Our big blue planet’s frightening heat-up continues to thaw out permafrost in the Arctic – a sobering, carbon-emitting trend that nonetheless has been turning up, from a paleontological perspective anyhow, some silver linings. That’s particularly true in the Russian republic of Yakutia (or Sakha), where – despite its drastic ecological and social consequences here – the melting ground has been turning up a regular bestiary of long-expired but well-preserved Ice Age megafauna left and right.

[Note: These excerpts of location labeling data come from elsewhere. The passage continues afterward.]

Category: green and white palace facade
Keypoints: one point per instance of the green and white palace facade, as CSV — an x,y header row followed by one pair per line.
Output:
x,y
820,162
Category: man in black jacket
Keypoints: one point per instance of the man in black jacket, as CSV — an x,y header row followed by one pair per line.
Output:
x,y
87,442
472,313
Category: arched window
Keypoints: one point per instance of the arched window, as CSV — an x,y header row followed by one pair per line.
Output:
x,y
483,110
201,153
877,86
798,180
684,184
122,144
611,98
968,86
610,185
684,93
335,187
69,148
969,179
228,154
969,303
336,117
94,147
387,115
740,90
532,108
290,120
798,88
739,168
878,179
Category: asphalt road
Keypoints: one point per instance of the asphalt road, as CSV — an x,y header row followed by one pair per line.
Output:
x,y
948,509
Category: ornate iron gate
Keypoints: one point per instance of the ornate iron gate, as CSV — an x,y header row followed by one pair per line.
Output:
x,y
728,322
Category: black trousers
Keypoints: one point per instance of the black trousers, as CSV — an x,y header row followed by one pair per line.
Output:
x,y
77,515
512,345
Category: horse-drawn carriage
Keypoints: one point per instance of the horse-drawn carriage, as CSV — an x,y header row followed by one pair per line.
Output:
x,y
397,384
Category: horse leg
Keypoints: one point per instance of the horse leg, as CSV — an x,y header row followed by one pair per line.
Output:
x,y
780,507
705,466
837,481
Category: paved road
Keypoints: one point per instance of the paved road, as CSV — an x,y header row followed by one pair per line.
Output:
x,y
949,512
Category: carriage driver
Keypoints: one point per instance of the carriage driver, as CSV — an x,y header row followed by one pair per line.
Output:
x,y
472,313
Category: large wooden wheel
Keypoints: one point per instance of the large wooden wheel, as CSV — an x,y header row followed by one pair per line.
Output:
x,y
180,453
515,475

A perfectly preserved extinct cave bear, teeth still intact. Image © NEFU

The latest find – and it’s a whopper – comes from the Lyakhovsky Islands, part of Yakutia’s New Siberian archipelago lying between the Laptev and the East Siberian seas. Here, reindeer herders stumbled across the “mummy” (roughly speaking) of a full-grown cave bear, that iconic ursid that, in various forms, shuffled and huffed across an impressively large Eurasian range before shuffling and huffing into extinction sometime in the later Pleistocene.

The ancient carcass – found on Bolshoy Lyakhovsky (Great Lyakhovsky) Island, the biggest of the Lyakhovsky cluster – is in about as impeccable shape as you could expect from a beast that kicked the bucket sometime between 22,000 and 39,000 years ago.

The cave bear's nose was fully intact. Image © NEFU

“Today this is the first and only find of its kind – a whole bear carcass with soft tissues,” said Lena Grigorieva of the North-Eastern Federal University (NEFU) in a press release. That includes internal organs as well as the bruin’s tender nose.

The remains of cave bears – reckoned at about the size scale of today’s larger brown-bear subspecies and the polar bear – aren’t exactly in short supply: Loads of their bones have turned up in caves and other natural sepulchres across Europe, many likely from bears that died – as malnourished and old bears sometimes do – in winter sleep. This Bolshoy Lyakhovsky bear, plus a recently found cave-bear cub in a similar state of pseudo-perfection on the Yakutian mainland, offer great potential for both morphological and molecular analysis.

That means, among other things, we could get further clues into the cave bear’s diet, long speculated to be primarily herbivorous – though some studies suggest it might have been more thoroughly omnivorous, akin to the feeding preferences of brown bears (whose lineage may have split from that of cave bears some 1.2 to 1.4 million years ago).

The cave bear is in as impeccable shape as you could expect from a beast that kicked the bucket sometime between 22,000 and 39,000 years ago. Image © NEFU

“The research is planned on as large a scale as in the study of the famous Malolyakhovsky mammoth,” Grigorieva said in the NEFU press release.

That proboscidean, uncovered in 2013, is only one of quite the haul of Pleistocene creatures found lately in Yakutia: not just a healthy share of mammoths, but also a horse foal (from which, you’ll be interested to know, the world’s “most ancient liquid urine” – about 42,000 years old – was extracted), a grimacing wolf head, scruffy little cave-lion cubs, ancient puppies, and woolly rhinos.